Charlie Hunnam and Rami Malek star in this harrowing and darkly inspirational updated film version of Henri Charrière’s acclaimed novel. They play prisoners shipped off to a remote penitentiary in 1930s French Guiana who decide to try and escape the prison’s harrowing conditions, where prisoners are routinely brutalised. No simple remake of the 1973 version (which starred Steve McQueen and Dustin Hoffman), this film is powerfully directed by Michael Noer (who made Danish prison drama R) and offers epic dramatic adventure.

Right let’s talk about the elephant in the room, I have never read the books and it has been many, many years since I have seen the classic 1973 version, so I’m going into this to see if it stands on its own rather than comparing it to what has come before. This is a gorgeous film, in spite of the grim and brutal situations the main characters find themselves in the cinematography is truly beautiful. The film manages to convey an oppressive claustrophobia within the prison scenes and an almost suffocating silence during the scenes of solitary confinement, juxtaposing all of this with stunning and vast open vistas during an escape. Malek is brilliant in both real and hallucinatory form showing a huge amount of range in his portrayal of Dega and the emotional journey and growth he goes through throughout the film and Hunnam is fantastic in the role of the titular, consistently defiant Papillon. Both the lead actors are on top form for this and the chemistry between Malek and Hunnam feels like a relationship that developed organically into the friendship we see on screen. The epic journey that our characters go through is less a physically travelled one, although they do travel from France to South America, and more of an emotional one. Special mention does go to the makeup artists for their ageing of both actors and to Hunnam for his extreme weight loss, giving him a gaunt emaciated look when returning from solitary, all of which combines into a look that is both subtle and shocking.
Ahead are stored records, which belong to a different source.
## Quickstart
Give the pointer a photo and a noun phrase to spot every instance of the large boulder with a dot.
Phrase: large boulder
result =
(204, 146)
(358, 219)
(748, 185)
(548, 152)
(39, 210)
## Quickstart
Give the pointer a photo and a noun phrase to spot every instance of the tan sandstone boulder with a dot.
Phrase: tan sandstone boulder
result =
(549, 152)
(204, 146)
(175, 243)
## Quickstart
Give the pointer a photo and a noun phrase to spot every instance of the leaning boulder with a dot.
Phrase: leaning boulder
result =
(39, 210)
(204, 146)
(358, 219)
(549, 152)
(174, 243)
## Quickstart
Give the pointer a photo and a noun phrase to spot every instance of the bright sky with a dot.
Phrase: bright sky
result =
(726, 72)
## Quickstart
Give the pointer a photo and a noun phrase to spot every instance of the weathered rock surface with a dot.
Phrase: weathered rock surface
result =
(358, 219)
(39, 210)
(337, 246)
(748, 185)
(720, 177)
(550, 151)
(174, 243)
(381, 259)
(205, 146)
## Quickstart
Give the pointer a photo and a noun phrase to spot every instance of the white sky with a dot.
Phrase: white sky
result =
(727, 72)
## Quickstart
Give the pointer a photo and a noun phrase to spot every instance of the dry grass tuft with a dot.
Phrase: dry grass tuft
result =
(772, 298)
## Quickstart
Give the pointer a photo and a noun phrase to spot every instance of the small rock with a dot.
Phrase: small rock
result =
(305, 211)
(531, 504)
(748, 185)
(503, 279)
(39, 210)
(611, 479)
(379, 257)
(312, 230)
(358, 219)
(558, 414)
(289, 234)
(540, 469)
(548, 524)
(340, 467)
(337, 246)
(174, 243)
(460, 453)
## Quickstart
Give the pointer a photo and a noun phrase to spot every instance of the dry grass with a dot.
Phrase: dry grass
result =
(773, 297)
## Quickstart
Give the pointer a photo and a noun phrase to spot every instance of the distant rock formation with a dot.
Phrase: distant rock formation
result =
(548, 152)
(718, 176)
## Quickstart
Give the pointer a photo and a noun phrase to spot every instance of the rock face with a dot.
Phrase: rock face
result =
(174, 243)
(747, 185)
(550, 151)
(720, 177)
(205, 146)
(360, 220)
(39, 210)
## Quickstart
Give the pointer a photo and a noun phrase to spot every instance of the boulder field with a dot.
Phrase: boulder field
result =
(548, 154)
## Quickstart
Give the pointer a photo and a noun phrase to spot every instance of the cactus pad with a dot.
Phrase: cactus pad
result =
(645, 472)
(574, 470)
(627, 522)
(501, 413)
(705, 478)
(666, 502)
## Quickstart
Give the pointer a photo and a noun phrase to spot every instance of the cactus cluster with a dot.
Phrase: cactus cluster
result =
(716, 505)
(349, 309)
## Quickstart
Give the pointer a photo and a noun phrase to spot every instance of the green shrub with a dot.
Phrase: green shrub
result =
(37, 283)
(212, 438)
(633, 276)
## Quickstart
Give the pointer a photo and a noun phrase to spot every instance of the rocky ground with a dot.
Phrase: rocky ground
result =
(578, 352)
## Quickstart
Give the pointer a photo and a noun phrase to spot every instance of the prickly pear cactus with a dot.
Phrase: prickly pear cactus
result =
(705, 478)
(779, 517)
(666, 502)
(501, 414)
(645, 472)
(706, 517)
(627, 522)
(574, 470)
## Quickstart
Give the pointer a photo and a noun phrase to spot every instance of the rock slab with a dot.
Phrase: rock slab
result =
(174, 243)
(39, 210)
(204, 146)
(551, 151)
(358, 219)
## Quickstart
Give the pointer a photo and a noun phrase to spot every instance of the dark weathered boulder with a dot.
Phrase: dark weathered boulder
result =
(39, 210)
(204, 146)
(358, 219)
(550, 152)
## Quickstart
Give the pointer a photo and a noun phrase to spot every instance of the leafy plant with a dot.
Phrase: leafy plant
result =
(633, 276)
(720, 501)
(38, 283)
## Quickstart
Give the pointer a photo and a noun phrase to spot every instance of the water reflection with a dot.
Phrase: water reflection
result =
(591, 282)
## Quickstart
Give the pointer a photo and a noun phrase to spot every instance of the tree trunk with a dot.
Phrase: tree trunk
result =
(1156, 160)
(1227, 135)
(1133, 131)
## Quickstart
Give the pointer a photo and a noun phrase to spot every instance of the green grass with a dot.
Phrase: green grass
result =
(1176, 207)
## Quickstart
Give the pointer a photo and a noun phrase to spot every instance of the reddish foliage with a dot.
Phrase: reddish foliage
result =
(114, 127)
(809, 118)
Whilst I said earlier I wasn’t going to compare this to what has come before, I think it’s worth mentioning that if nothing else this film shares some DNA with the older classic prison films such as Cool Hand Luke and The Great Escape, it does however have an updated grittiness and visceral reality to it and this film very much stands up on its own merits. The supporting cast of characters are all also brilliant and Michael Socha as Julot is a stand out.

At 138 minute it’s not a short film but it never dragged and I was engaged throughout, this is an intense and gritty story of friendship, loyalty and brotherhood.